Bien que Norma n’appréciât pas être constamment épiée par l’œil du Réseau, l’idée d’y connecter sa mémoire la rebutait. Elle reconnaissait volontiers l’utilité pour Karl de ne pas avoir à apprendre par cœur les cours d’égyptologie tandis qu’il préférait s’adonner à l’ingénierie, mais pour elle, l’Histoire était sa passion. Comme ses parents, elle redoutait que le Cerebellum n’étiole, non seulement sa capacité à sociabiliser, mais également sa créativité.
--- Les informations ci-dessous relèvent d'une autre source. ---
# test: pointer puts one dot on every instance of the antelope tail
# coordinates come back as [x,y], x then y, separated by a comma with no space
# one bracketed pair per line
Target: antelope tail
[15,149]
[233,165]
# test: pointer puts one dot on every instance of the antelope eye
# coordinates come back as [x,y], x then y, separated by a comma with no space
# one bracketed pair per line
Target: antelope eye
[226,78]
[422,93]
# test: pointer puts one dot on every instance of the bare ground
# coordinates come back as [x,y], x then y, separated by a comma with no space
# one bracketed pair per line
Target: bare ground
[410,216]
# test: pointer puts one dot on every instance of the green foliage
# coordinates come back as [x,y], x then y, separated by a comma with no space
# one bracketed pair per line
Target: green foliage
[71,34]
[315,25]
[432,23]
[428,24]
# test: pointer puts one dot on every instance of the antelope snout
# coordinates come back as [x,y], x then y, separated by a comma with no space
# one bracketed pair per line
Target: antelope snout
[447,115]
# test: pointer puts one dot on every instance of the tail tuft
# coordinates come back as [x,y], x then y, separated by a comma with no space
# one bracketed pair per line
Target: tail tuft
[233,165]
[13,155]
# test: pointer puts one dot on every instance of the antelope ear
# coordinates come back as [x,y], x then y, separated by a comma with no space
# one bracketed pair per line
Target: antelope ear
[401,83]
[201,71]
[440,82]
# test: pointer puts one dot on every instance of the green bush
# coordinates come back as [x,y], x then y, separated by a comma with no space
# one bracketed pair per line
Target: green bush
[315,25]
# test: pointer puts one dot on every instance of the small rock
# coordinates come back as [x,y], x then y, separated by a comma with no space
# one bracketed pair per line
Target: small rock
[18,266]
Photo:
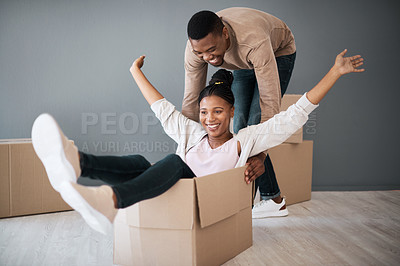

Soudain, elle se demanda de quelle nature étaient les rêves de son frère jumeau.
Depuis qu’il avait été implanté, il y avait de cela un an, Norma avait constaté chez son frère des difficultés à gérer ses émotions. Il parlait moins, paraissait plus distant, plus effacé. Parallèlement, lui qui était autrefois engagé auprès de l’Eglise, n’y avait mis les pieds qu’à l’occasion des Solstices et Equinoxes. Norma établi alors un lien entre son Cerebellum et sa foi. Or la foi appartenait au domaine de l’âme, tout comme l’intuition ou la créativité.
En naviguant sur ces dernières recherches, la jeune fille tomba sur le profil d’un archéologue de renom, Oscaro Boccellini, l’actuel Garant de l’Histoire. Lui non plus n’avait jamais été implanté, ce qui ne l’empêcha pas de faire la découverte archéologique la plus importante depuis le nouvel ordre mondial.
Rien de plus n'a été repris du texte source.